The third quartile is the 75th percentile, so it sits below the 90th percentile on the scale. Both values describe the upper part of the data, but the 90th percentile reaches farther into the top end. That makes it useful when you want a stricter cutoff than Q3.

Is the 90th Percentile on the Intro to Statistics exam?

A quiz problem might give you an ordered data set, a table, or a software output and ask you to identify the 90th percentile or interpret it in context. Your job is usually to decide whether the question wants the value itself or the meaning of that value. If it asks for interpretation, say that 90% of the observations fall at or below that number, not that the score is 90%.

You may also need to compare the 90th percentile with the median, quartiles, or other cutoffs to describe shape and spread. On calculation questions, watch the method your class uses, because some problems use a locator formula while others rely on interpolation or calculator output. The common mistake is reading percentile like a percentage score or forgetting that it depends on ordered data, not the raw arrangement of values.

The 90th Percentile vs Median

The median is the 50th percentile, which cuts the data in half. The 90th percentile is much farther to the right in an ordered dataset and describes the upper tail, not the center. If you mix them up, you will describe the wrong part of the distribution.

Key things to remember about the 90th Percentile

  • The 90th percentile is the value that 90% of the data fall below or at.

  • It is a location measure, so it tells you where a value sits in ordered data instead of giving an average.

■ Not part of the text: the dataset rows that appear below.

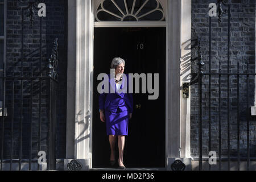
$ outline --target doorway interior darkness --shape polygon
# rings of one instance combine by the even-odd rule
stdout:
[[[97,78],[101,73],[110,73],[111,61],[117,56],[126,61],[125,73],[159,74],[158,99],[148,100],[148,93],[133,94],[134,113],[126,136],[125,165],[165,167],[166,27],[94,28],[94,35],[93,168],[109,167],[108,136],[97,111],[97,87],[100,81]],[[117,142],[115,148],[117,160]]]

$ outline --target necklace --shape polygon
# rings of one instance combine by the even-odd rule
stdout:
[[[117,77],[115,78],[115,81],[116,83],[118,83],[120,81],[121,81],[123,80],[123,76],[122,75],[119,77],[119,79],[118,79]]]

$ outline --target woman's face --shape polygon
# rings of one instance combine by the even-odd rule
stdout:
[[[115,75],[119,73],[123,73],[125,71],[125,65],[123,63],[119,64],[115,68]]]

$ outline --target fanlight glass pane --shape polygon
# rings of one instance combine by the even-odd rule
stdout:
[[[98,22],[165,20],[158,0],[102,0],[95,17]]]

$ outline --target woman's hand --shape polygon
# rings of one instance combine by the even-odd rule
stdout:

  • In Intro to Statistics, the 90th percentile is useful for describing the upper end of a distribution, especially when the data are skewed.

  • Do not confuse the 90th percentile with getting 90% on a quiz. It is about rank in the data, not score percentage.

  • When you interpret it in context, always say what proportion of the data are below the value and what that means for the situation.

Frequently asked questions about the 90th Percentile

What is 90th Percentile in Intro to Statistics?

It is the value below which 90% of the observations in a dataset fall. In Intro to Statistics, you use it to describe where the upper end of the data is, especially when you want a threshold or cutoff instead of an average.

Is the 90th percentile the same as 90%?

No. The 90th percentile is not a score of 90% or a grade percentage. It means 90% of the data are at or below that value, which is a statement about position in the dataset.

How do you find the 90th percentile?

First, order the data from smallest to largest. Then locate the position that corresponds to 90% of the ordered list, using your class method or calculator rules. If the position falls between two values, you may need interpolation.

How is the 90th percentile different from the median?

The median is the 50th percentile, so it marks the middle of the dataset. The 90th percentile sits near the top and shows a cutoff for the highest 10% of values. They describe very different parts of the distribution.